[pypy-dev] STM

Fri Jan 6 06:52:32 CET 2012

On 5 January 2012 10:30, Armin Rigo <arigo at tunes.org> wrote:
> Hi all,
>
> (Andrew: I'll answer your mail too, but this is independent)
>
> Sorry if this mail is more general than just pypy-dev, but I'll post
> it here at least at first.  When thinking more about STM (and also
> after reading a paper that cfbolz pointed me to), I would like to
> argue that the currently accepted way to add STM to languages is
> slightly bogus.
>
> So far, the approach is to take an existing language, like Python or
> C, and add a keyword like "transaction" that delimits a nested scope.
> You end up with syntax like this (example in Python):
>
> def foo():
>    before()
>    with transaction:
>        during1()
>        during2()
>    after()
>
> In this example, "during1(); during2()" is the content of the
> transaction.  But the issue with this approach is that there is no way
> to structure the transactions differently.  What if I want a
> transaction that starts somewhere, and ends at some unrelated place?

This is the way it has been described, and how most common usages will
probably look.  But I don't think there has ever been any suggestion
that dynamic extent is the scope at which transactions *should* be
implemented, any more than context managers are the the
be-all-and-end-all solution for resource management.  It's a
convenience thing.  In the case of open files, for example, "with" has
lower syntactic overhead than the equivalent try/finally; but
file.close() still needs to exist for more advanced usage patterns.

> Following that reasoning, I no longer want to go for a PyPy version exposing a
> "with transaction" context manager.  Instead, it would rather be
> something like a function to call at any point to "yield" control ---
> or, in the idea that it's better to avoid having yields at random
> unexpected points, maybe an alternative solution that looks more
> promising: to start a new thread, the programmer calls a function
> "start_transactional_thread(g)" where g is a generator; when g yields,
> it marks the end of a transaction and the start of the next one.  (The
> exact yielded value should be None.)  The difference with the previous
> solution is that you cannot yield from a random function; your
> function has to have some structure, namely be a generator, in order
> to use this yield.

Here you propose two solutions.
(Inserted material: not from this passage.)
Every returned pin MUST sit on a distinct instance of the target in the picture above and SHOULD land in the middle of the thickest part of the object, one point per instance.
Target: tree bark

I'll consider the generator one first:

The requirement to be a generator is clever, because it enables you to
know that some random function you call won't attempt to commit your
current transaction and start a new one. Yet, this is also slightly
ugly, because it has similar composition-related issues to context
managers - the user is still limited to a single dynamic extent.  It's
not clear to me what this means in the presence of eg. stackless,
either, as you say.  Nevertheless, you can implement this generator
model using a context manager, if you don't care about protecting the
loop header and creation of the context manager (and I don't see why
you would):

def start_transactional_thread(g):
    stm.start_thread(_transactional_thread, g)

def _transactional_thread(g):
    iterator = g()
    while True:
        with stm.transaction:
            try:
                iterator.next()
            except StopIteration:
                return

The other case was a function to call to commit the transaction (and
start a new one?).  I would like to think that you shouldn't be able
to commit a transaction that you don't know about (following
capability discipline), and that concept is easier to represent as a
method of some transaction object rather than a function call.  This
approach is strictly more general than the generator concept and the
one that makes the most sense to me.  It also more easily extends to
distributed transaction management &c.

I suspect that *even if you don't allow nesting of transactions*, this
model will suit you better.  Consider what happens when a JITted loop
(which has its own transaction) makes a residual call.  If you have
the ability to pass around the transaction object you want to talk
about, you can commit the existing transaction and create a new one.
When you return into the loop, you can create a new transaction and
store that somewhere, this transaction becoming the current
transaction for the remainder of the loop.

The reason I bring this up is that even though you implement
transaction handling with its own special llop, you'd never sensibly
model this with a generator.  If you were limited to generators, you'd
not be able to implement this in the llinterp, or the blackhole
interpreter either without sufficient magic.

-- 
William Leslie